The pescanguids produce mountains of behaviour that pushes hard against the comfortable line humans like to draw between an animal and a person. Complex communication, the domestication and protection of other species, tool use, cause-and-effect reasoning, cultural transmission across generations, and environmental modification. Somewhere in that pile of evidence the question stops being whether some pescanguids are unusually clever and starts being whether some pescanguids are people. This page focuses on the two cetocollian species where that question carries the most weight, the arctic tiko and the leviathan hemot. Sapience is a gradient in general and these two occupy clear gradients that doesn't diminish the intelligence they are believed to have.

The arctic tiko is sapient and there is no question about that, even if many others will debate otherwise. The more reserved mind would search for an alternative explanation that never goes beyond just being a really smart animal. The arctic tiko domesticates another species into functional breeds, maintains permanent shelters across generations, tends marine plant communities, practices deliberate body modification, builds and reuses engineered ice structures, and runs a fleet society on accumulated multi-generational knowledge held by its matriarchs. There is no serious behavioural threshold for personhood that the arctic tiko fails to clear and the reason this page still has to argue the point at all is not that the evidence is thin. The reason is that a meaningful number of people find it easier to keep raising the bar than to accept the conclusion the bar was supposed to measure. Every time the arctic tiko clears a criterion, a new criterion appears. That pattern is less focused on clear tangible truth and more focused on anthropocentrism doing the work of science while wearing its clothes and it is worth naming plainly before going any further.

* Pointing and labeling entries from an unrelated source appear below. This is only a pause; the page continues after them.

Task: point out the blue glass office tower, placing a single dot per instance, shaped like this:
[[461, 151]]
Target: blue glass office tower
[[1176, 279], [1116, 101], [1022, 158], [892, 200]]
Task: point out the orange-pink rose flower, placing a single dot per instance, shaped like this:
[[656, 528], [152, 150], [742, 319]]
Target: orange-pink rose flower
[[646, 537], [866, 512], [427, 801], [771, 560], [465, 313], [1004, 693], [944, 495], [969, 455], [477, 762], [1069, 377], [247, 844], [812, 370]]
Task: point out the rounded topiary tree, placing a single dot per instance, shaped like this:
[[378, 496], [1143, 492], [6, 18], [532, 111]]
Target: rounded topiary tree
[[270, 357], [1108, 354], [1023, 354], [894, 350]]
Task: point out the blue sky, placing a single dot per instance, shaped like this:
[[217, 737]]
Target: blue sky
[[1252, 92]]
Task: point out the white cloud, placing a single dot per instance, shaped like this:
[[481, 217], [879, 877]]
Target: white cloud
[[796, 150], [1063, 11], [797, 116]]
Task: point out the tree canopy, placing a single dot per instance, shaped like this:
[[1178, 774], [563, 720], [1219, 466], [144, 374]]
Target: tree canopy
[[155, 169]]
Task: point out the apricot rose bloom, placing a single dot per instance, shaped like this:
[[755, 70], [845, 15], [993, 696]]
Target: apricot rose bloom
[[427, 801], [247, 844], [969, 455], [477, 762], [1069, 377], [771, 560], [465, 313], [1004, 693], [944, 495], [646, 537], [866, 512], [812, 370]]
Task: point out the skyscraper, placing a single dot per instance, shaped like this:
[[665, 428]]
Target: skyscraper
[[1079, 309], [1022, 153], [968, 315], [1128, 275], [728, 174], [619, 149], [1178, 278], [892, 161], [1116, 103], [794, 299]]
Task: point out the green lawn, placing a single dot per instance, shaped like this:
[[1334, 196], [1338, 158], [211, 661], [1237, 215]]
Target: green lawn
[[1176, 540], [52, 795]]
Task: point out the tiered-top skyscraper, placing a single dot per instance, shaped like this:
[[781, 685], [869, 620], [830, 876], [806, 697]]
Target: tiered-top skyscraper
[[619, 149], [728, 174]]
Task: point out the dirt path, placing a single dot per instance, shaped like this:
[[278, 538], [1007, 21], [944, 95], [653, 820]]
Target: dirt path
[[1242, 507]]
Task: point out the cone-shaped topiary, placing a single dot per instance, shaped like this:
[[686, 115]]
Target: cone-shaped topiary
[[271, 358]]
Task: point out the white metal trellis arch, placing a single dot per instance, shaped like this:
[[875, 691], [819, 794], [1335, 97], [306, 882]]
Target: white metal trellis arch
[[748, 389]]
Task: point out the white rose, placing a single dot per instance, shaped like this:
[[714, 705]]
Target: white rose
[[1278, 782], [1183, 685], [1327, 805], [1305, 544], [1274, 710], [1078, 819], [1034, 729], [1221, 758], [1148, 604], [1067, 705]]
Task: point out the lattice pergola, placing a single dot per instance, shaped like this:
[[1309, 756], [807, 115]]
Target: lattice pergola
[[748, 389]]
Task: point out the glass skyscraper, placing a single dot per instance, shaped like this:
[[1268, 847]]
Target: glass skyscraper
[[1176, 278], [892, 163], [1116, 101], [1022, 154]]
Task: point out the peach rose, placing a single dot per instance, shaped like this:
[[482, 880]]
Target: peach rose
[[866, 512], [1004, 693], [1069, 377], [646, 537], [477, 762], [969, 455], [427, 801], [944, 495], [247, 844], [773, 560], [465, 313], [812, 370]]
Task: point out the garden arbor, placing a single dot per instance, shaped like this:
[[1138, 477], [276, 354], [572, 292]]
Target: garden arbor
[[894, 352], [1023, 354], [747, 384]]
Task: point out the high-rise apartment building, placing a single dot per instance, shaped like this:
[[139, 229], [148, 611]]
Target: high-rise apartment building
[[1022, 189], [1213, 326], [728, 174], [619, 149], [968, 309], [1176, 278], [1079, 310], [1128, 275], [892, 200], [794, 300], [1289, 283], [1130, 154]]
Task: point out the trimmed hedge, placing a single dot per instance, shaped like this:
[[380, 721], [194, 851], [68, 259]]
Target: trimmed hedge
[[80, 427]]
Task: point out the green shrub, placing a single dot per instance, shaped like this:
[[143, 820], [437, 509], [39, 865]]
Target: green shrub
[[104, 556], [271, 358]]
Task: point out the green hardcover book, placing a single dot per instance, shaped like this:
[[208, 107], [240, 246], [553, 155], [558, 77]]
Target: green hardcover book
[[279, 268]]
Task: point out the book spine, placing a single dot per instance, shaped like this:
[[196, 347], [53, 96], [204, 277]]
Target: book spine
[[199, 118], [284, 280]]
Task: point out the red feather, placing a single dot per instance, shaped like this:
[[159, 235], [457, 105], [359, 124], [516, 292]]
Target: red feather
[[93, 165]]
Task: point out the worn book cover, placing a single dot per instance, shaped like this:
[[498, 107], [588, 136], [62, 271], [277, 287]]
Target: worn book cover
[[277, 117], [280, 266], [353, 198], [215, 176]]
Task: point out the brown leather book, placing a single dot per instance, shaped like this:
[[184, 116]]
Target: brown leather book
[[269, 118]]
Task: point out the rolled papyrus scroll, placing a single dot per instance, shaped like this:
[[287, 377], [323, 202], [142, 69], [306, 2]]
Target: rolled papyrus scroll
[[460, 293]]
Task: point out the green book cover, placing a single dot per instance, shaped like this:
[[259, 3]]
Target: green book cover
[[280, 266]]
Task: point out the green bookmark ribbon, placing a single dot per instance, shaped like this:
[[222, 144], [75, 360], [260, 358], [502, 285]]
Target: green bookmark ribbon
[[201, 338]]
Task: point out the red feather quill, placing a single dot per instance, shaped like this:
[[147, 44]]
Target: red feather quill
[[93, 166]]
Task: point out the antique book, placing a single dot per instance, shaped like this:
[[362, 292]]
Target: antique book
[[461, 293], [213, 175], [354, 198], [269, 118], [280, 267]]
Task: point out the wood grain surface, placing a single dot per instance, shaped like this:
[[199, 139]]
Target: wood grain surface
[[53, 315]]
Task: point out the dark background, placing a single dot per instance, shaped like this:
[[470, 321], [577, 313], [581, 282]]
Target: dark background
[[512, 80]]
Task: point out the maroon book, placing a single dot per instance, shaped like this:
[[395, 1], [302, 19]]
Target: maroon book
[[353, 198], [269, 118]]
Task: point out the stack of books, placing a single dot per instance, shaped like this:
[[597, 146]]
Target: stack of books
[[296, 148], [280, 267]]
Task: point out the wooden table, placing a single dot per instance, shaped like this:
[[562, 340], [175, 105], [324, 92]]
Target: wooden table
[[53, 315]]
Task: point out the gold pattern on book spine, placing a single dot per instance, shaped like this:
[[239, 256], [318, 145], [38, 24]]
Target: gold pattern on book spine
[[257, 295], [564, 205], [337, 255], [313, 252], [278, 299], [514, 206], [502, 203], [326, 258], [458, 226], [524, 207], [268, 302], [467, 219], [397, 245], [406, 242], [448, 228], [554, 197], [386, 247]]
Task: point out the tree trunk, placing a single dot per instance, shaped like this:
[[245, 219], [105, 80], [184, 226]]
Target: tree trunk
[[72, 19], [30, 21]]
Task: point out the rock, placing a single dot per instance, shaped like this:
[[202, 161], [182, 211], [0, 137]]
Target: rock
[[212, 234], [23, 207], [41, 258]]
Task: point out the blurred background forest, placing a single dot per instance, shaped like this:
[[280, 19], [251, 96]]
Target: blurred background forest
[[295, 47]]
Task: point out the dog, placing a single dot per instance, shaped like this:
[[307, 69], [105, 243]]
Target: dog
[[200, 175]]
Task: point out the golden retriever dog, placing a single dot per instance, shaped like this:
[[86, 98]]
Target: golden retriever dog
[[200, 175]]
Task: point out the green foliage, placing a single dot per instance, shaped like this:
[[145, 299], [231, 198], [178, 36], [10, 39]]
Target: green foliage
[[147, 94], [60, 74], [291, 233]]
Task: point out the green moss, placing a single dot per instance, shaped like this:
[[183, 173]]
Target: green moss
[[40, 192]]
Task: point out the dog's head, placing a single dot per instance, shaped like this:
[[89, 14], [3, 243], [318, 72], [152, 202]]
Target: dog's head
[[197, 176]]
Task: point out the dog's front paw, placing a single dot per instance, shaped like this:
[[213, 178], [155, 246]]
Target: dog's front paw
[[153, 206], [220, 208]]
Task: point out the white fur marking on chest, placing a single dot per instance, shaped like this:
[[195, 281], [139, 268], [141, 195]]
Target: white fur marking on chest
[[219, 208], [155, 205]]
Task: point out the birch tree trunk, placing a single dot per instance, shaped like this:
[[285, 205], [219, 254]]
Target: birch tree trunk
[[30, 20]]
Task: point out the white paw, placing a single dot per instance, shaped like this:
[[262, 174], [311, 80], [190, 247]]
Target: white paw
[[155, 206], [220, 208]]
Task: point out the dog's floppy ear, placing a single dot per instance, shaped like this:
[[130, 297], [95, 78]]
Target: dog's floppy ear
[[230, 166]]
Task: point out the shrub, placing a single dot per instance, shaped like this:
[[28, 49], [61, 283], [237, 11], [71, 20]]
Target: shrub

The leviathan hemot, however, is a more unclear case. The evidence for leviathan hemot sapience rests on the combinatorial complexity of its vocalisations, the depth of its knowledge-based social structure, and the staggering cultural transmission that stands between some of the oldest and largest vertebrates to ever exist. Both of those are hard to study in an animal of that size and that lifespan. A species that can live five centuries operates on a timescale that outruns the careers of the researchers studying it. The leviathan hemot is most likely sapient, but this is an opinion of the author and many more reserved cetophiologists may refrain from saying it so plainly. The caution here is real caution and the honest position is that the case is strong and incomplete at the same time.

Plenty of other pescanguids are intelligent without entering the sapience question at all. The paddlefin dolo holds open communication with dolos of other species and other genera including the Williamson dolo and the common paddlesnout dolo. Paddlefin fleets near the shores of Laguna, Brazil have built a working cooperative-fishing relationship with human fishermen that depends on each side reading the other. The tiger dolo places dead fish and crabs outside the holes and caves where moray eels stay, waits, and strikes when the eel emerges which is a baited-trap behaviour that means the animal grasps cause and effect and is willing to invest effort now for a larger return later. The azure tiko carries intelligence in the same broad class, comparable to the smartest dolos and to corvids, some primates, and octopodes. They shouldn't be treated with less care because they don't happen to share the same cognitive complexity, but their intelligence is still worth exploring and studying. Intelligence is a gradient, not a black and white label. And it's with this clarification, that any form of intelligence in animal life should be given credit and study where it's due. Just like genral intelligence, sapience itself is a spectrum and not a switch. There's no single clean definition waiting to settle every case. What's worth holding separate from the difficulty of classifying intelligence is the anthropocentric bias that runs through the whole group of people deciding which minds count as important. Humans have a long record of setting the definition of a person exactly where it needs to be to keep the category small. Keeping an open mind here is not sentimentality, but the basic discipline of looking at the evidence without flinching from where it points and where the arctic tiko is concerned, it points somewhere most people already know and some people still will not say.